[v4-pro] consolidate Q+KV norm/rope into qk_norm_rope_maybe_quant (prefer flydsl) by valarLip · Pull Request #899 · ROCm/ATOM

valarLip · 2026-05-24T15:02:00Z

Summary

New atom/model_ops/v4_kernels/qk_norm_rope_maybe_quant.py — one wrapper that fuses per-head Q + KV RMSNorm + GPT-J RoPE (+ optional FP8 quant) in a single launch. Auto-picks flydsl_qk_norm_rope_quant for the V4-Pro shape (H=16, D=512, RD=64) and falls back to the existing Triton kernel for everything else.
deepseek_v4.py: drop the inline fused_qk_norm_rope_swa_write triton helper, the parallel DualRMSNorm, and the dead q_norm2 / _make_weightless_rmsnorm plumbing.
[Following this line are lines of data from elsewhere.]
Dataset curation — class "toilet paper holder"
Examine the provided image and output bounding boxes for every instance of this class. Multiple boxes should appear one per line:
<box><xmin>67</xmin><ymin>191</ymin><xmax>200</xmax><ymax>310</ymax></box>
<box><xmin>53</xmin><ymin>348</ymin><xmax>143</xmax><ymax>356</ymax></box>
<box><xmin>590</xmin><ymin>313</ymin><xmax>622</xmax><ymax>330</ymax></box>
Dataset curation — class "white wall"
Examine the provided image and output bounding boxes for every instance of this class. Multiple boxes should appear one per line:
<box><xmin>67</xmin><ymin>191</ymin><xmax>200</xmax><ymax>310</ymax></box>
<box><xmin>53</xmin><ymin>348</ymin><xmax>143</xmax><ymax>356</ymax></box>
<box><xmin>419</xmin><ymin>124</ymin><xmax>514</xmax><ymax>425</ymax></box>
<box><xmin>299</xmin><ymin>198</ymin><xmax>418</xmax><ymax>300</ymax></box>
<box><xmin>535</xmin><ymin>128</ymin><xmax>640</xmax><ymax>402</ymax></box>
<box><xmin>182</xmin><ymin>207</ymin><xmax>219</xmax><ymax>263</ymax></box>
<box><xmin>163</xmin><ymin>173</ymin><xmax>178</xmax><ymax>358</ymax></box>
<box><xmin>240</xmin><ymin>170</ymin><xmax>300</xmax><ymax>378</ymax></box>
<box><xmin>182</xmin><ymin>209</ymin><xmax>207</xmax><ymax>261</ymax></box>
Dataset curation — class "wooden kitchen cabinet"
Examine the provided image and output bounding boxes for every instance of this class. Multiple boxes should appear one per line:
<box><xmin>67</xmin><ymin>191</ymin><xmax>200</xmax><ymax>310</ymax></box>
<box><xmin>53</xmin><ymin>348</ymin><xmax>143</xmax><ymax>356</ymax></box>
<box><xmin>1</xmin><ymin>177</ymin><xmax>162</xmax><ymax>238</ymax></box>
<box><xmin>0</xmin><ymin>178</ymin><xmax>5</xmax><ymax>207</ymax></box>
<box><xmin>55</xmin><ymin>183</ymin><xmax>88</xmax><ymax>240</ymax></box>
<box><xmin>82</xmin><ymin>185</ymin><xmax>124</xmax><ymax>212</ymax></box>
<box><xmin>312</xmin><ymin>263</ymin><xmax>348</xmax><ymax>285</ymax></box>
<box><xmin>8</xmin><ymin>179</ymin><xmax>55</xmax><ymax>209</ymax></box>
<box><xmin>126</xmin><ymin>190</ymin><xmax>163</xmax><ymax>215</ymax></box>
Decode path now calls the unified helper then issues a standalone swa_write; prefill uses the same wrapper without swa_write.
scripts/wait_server_ready.sh: snapshot log byte size at start so errors from a prior failed launch can't false-trigger the "Server FAILED" detection on the next start.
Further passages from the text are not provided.